Flanked by state and local government officials, local residents and a Boy Scout, Corbett spoke next to a visual aid displaying Lehigh County school districts' rising pension costs.
Over the past decade, pension payments at the county's nine school districts have ballooned by $31 million, or about 356 percent, Corbett said. Statewide pension costs during that time have increased by $1.9 billion, or about 280 percent, he said. He noted those skyrocketing expenses have forced school districts to raise taxes on homeowners and business owners.
The governor's presentation was on point, said Jack Silva, the Bethlehem Area School District's chief academic officer.
"I'm no expert, and I don't know what the best solution is," Silva said in a phone interview, "but I do know that without a solution there is going to be a continuation of what we've seen."
Corbett did not explain what pension reform means for state and public school employees until he was asked during a question-and-answer session.

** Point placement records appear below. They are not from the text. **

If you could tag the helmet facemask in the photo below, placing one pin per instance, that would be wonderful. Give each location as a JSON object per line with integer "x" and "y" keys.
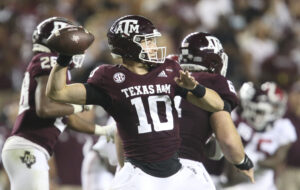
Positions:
{"x": 78, "y": 60}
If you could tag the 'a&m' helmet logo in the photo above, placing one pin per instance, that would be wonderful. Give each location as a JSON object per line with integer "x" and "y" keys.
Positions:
{"x": 119, "y": 77}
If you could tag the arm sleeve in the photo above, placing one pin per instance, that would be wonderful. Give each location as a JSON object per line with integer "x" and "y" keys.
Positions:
{"x": 96, "y": 96}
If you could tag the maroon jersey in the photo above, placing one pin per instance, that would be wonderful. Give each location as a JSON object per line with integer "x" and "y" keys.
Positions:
{"x": 42, "y": 131}
{"x": 194, "y": 122}
{"x": 143, "y": 107}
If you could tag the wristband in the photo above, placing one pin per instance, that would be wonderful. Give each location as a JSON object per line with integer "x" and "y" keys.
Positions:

He supports a proposal by Rep. Mike Tobash, R-Schuylkill, allowing new employees to apply the first $50,000 of their salaries toward benefits guaranteed by a traditional pension system. Any salary above that would be covered by a 401(k)-style private plan estimated to save taxpayers $15 billion over 30 years.
Current employees and retirees would not see their benefits changed.
Sen. Pat Browne, R-Lehigh, and Rep. Ryan Mackenzie, R-Lehigh, also spoke, saying they support Corbett and pension reform.
Before the event began, the Campaign for a Fresh Start, the political action committee founded by Wolf, released a statement saying the governor continues to mislead voters about his failed record.
The statement blamed Corbett's previous budget cuts for higher school taxes, and criticized his resistance to instituting a severance tax on oil and gas companies — which Wolf favors — to cover the growing pension costs.
Wolf's PAC also pointed to Corbett's previous statement that pension reform will not result in immediate substantial savings.
As Corbett struggles to win over the Legislature on the need to promptly pass significant pension reforms, he's facing an even tougher battle in his bid for a second term amid meager poll numbers and the beginnings of a negative ad war.
After the pension event, the Republican incumbent brought in a little GOP star power to help bolster his campaign coffers. Louisiana Gov. Bobby Jindal joined him at fundraiser Wednesday evening at the North Whitehall Township home of David and Jackie Jaindl, the turkey farm magnates and residential and commercial land developers.
Jindal said in a phone interview before the fundraiser that as vice chairman of the Republican Governors Association, he's not concerned by Corbett's poll numbers. The state's lower unemployment rate and Corbett's spending cuts are signs that he made tough but necessary choices, Jindal said.
"I think Tom shows that he doesn't govern based on polls," said Jindal, who is mulling a 2016 presidential run. "He knows that it's about following your principles."
The 200-person fundraiser was anticipated to be the governor's largest in the Lehigh Valley during this election cycle. Corbett campaign spokesman Billy Pitman confirmed that the event raised $350,000.
While it was a private event, some Lehigh Valley drivers may have caught a glimpse of Jindal anyway. To greet the two Republican governors, the Jaindls bought a digital billboard ad along Route 22, featuring head shots of the two men.